Are you worried about breast cancer? Many women are. Some women are worried about breast cancer because of family history. Others are worried about it just because it seems that more and more women are being diagnosed.
Fearing Breast Cancer
Regardless of your reason, fearing breast cancer is a very real and valid concern. If you have a family history of breast cancer, this fear may be even more justified. That said, constantly being worried about breast cancer will not help you do anything proactive to address your risk. Instead, consider these 5 things.
Talk to Your Doctor
If you are worried about breast cancer, the first thing you should do is talk with your doctor. He or she may be able to help assess your risk of developing it. If it is determined that you are at high risk, your doctor can also help you get a proactive plan in place. This may include getting mammograms earlier than the recommended age or a number of other things.
Look for a Program
In Western New York, we are lucky enough to have a cutting edge cancer treatment facility in our backyard; Roswell Park. Roswell Park has an Early Intervention Program for women that are at a high risk of developing breast cancer. Getting involved with a program like this can help take some of the worry away as you receive regular checkups and state of the art testing to monitor your breast health. To learn more about the Early Intervention Program at Roswell click here.
Maintain a Healthy Lifestyle
Talk with your doctor about lifestyle changes you can make that may help reduce your risk of breast cancer.
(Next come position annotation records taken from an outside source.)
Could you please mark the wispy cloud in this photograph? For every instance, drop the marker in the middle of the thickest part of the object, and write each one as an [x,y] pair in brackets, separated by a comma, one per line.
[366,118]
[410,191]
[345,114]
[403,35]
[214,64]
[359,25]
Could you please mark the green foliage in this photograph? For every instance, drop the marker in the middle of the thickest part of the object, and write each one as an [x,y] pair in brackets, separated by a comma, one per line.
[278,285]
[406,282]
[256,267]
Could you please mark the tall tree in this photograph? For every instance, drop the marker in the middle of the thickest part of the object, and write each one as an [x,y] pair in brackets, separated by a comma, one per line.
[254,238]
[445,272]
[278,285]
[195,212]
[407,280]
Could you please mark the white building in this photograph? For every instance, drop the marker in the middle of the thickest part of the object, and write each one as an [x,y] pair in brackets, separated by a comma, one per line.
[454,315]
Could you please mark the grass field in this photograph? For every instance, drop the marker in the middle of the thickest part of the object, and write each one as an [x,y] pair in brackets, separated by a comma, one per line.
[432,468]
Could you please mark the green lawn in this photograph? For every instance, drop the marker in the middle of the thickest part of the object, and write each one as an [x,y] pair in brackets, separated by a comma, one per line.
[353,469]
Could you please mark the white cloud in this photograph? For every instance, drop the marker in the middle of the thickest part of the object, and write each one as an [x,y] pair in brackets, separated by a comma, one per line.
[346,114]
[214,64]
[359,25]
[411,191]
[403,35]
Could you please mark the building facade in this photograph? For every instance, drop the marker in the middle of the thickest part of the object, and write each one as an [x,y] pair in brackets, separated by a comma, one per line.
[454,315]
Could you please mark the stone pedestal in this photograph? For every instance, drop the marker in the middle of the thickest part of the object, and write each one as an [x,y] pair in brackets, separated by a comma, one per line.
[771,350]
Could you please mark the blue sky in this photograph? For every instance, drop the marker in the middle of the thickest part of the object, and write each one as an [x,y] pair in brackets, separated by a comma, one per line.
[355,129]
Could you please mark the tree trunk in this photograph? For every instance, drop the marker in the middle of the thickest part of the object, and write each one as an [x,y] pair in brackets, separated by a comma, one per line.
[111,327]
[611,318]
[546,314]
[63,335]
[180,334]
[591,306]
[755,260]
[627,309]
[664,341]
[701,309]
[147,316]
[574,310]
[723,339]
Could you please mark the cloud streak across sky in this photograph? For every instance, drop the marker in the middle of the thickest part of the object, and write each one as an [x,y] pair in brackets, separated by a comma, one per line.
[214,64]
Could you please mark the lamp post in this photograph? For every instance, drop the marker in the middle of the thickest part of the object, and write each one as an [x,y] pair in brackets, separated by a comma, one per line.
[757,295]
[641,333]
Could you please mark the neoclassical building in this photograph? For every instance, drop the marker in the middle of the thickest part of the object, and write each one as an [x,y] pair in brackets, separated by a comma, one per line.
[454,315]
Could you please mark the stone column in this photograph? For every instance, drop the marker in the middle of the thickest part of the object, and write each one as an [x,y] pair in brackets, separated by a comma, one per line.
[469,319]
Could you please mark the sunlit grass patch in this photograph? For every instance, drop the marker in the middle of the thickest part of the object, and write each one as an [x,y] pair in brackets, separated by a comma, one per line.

If you are smoking and drinking regularly, your doctor will likely recommend stopping activities like this. He or she may also suggest maintaining a healthy body weight and exercising regularly.
Watch Your Breasts Closely
Do self exams at home. You aren’t just looking for lumps! Watch for any abnormal changes to your breasts in general.
Act Quickly If Something Changes
Unfortunately, there is no amount of worry in the world can stop breast cancer. Taking a proactive approach by regularly monitoring your breast health and fully understanding your level of risk is a great first step in helping ease your worry. By getting in control and having a plan, you are setting the stage for a more positive outcome. That said, if you do find something, or notice a change, talk to your doctor immediately.